Topping the list is visual media firm Getty Images Holdings Inc. (NYSE:GETY), which was trading 16.2% up in Wednesday’s early trade. While there is no company-specific news that can explain the upswing, Ronald Josey of Citigroup (NYSE:C) recently initiated coverage on the stock with a Hold rating and a price target of $33 (20% upside potential).

Luxury department store chain operator Nordstrom, Inc. (NYSE:JWN) was down 14.2% at the time of writing after it revised its Fiscal Year 2022 guidance. The Seattle-headquartered company expects adjusted EPS to range from $2.30 to $2.60, compared to the earlier projection of $3.20 to $3.50. It has also reduced its Fiscal Year revenue growth forecast to 5%-7% from 6%-8% expected earlier. Nordstrom released its fiscal second-quarter results after the market closed on Tuesday.

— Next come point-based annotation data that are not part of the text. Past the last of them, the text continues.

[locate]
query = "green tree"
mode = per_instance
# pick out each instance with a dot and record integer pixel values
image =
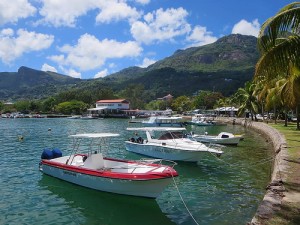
(75, 107)
(134, 93)
(181, 104)
(22, 106)
(247, 99)
(279, 44)
(206, 99)
(48, 104)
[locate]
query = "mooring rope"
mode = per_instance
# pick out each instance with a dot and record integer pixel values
(183, 200)
(267, 160)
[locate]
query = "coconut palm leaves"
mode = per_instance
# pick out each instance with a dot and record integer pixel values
(279, 44)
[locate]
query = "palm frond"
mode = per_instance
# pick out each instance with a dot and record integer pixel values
(277, 61)
(287, 20)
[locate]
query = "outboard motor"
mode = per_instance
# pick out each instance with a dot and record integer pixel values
(56, 153)
(47, 154)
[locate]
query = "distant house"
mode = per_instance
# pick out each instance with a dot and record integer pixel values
(112, 107)
(166, 98)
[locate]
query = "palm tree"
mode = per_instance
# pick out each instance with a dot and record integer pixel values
(279, 44)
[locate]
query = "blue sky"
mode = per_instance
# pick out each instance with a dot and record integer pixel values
(94, 38)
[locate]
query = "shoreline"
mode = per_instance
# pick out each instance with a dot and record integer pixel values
(276, 193)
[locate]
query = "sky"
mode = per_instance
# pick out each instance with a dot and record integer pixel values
(89, 39)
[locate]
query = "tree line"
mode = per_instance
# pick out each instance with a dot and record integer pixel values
(275, 86)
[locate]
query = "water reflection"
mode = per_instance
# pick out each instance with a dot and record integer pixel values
(95, 207)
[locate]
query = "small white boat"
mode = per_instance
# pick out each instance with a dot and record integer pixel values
(223, 138)
(74, 117)
(164, 121)
(171, 144)
(145, 178)
(200, 120)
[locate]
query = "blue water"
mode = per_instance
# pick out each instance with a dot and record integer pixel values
(225, 191)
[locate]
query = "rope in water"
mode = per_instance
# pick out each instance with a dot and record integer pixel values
(267, 160)
(183, 201)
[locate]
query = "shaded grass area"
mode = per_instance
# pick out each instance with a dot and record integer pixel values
(289, 214)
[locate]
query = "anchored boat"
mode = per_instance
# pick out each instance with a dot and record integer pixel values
(87, 167)
(171, 143)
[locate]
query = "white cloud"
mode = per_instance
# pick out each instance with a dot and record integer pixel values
(7, 32)
(200, 36)
(66, 12)
(90, 53)
(13, 46)
(116, 11)
(147, 62)
(161, 25)
(143, 2)
(102, 73)
(12, 11)
(47, 67)
(71, 73)
(246, 28)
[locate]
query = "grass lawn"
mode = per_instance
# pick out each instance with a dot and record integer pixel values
(290, 209)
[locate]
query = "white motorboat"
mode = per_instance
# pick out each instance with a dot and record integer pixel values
(164, 121)
(172, 144)
(146, 178)
(200, 120)
(223, 138)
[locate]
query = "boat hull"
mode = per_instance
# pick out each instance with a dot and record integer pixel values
(144, 188)
(156, 151)
(214, 140)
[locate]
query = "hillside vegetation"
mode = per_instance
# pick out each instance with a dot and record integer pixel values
(223, 66)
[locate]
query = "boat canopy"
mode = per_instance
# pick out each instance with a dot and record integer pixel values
(94, 135)
(156, 128)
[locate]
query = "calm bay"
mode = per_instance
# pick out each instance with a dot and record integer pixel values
(216, 191)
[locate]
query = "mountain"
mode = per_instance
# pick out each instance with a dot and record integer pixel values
(223, 66)
(28, 83)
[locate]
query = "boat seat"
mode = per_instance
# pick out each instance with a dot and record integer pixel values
(94, 161)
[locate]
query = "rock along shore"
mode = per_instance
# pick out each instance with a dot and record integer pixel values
(275, 190)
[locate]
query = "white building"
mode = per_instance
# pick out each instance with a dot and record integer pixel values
(109, 107)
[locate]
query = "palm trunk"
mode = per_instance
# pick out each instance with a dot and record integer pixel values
(298, 117)
(275, 119)
(285, 119)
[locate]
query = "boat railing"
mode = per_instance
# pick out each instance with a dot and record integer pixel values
(214, 146)
(141, 163)
(146, 161)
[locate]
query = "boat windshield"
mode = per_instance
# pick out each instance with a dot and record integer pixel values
(171, 135)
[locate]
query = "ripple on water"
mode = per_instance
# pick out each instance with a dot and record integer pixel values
(225, 191)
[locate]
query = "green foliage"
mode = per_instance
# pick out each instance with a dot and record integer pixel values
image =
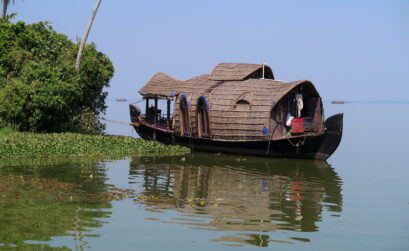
(40, 90)
(20, 145)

Next on the list is Farfetch Ltd. (NYSE:FTCH), a U.K.-based online luxury fashion retail platform, which gained 13.5% in the pre-market session on Wednesday following the news that it would acquire a 47.5% stake in Swiss luxury goods retailer Richemont’s subsidiary YOOX Net-A-Porter (YNAP). The deal is expected to boost Farfetch’s watch and jewelry offerings.

Texas-based Academy Sports and Outdoors Inc. (NASDAQ:ASO) jumped 9.4% before the bell. According to a recent SEC filing, Swiss National Bank increased its stake in the sporting goods retailer by 6.5% (12,200 shares) in the first quarter. The central bank of Switzerland now owns 198,600 ASO shares valued at $7.825 million.

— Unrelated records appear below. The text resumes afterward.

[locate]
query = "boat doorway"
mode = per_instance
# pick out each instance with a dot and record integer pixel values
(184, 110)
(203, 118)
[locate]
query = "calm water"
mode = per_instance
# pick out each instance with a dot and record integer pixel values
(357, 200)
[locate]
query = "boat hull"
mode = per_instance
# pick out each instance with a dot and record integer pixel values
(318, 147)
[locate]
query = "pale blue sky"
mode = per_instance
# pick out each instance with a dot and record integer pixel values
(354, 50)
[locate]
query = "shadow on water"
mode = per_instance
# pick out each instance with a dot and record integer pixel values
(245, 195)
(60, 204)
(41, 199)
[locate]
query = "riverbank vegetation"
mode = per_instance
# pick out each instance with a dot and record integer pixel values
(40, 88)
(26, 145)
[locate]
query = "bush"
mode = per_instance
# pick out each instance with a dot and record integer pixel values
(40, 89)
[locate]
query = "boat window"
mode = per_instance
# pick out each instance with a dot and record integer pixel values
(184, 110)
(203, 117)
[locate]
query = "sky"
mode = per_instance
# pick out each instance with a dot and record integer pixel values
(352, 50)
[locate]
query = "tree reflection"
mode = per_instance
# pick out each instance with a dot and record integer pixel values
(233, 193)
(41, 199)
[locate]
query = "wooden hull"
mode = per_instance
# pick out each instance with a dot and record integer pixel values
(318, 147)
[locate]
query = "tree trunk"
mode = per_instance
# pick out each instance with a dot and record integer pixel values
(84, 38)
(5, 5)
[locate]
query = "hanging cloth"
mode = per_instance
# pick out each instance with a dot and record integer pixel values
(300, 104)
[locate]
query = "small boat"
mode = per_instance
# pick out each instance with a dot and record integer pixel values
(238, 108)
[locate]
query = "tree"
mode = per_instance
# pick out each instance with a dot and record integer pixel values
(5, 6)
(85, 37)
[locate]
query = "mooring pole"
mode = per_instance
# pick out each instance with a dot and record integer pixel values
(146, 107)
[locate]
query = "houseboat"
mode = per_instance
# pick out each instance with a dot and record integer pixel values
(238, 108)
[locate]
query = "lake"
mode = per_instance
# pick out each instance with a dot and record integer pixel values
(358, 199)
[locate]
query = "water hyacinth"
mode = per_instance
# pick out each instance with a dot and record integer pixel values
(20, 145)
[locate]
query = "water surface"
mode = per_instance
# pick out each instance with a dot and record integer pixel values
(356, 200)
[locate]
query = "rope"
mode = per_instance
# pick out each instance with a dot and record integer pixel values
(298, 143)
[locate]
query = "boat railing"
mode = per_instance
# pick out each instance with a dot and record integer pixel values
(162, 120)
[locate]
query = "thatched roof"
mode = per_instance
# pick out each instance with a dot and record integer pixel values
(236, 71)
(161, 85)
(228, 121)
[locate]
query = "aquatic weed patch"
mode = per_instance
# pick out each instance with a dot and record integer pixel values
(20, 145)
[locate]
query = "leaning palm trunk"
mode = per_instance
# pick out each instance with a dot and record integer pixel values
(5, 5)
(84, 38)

Finally, shares of GDS Holdings Ltd. (NASDAQ:GDS) surged 8.2% early Wednesday, riding on better-than-expected results for the second quarter of 2022. The China-based data center operator posted a loss of RMB0.27 per share, narrower than the Street’s expectation of RMB0.3681 a share. Revenue increased 24% year-over-year to RMB2.31 billion versus the consensus estimate of RMB2.28 billion.

Continue to watch this space for possible volatility upon the market open. Tomorrow, we’ll have another up-to-date piece on stock Pre-Market Movers…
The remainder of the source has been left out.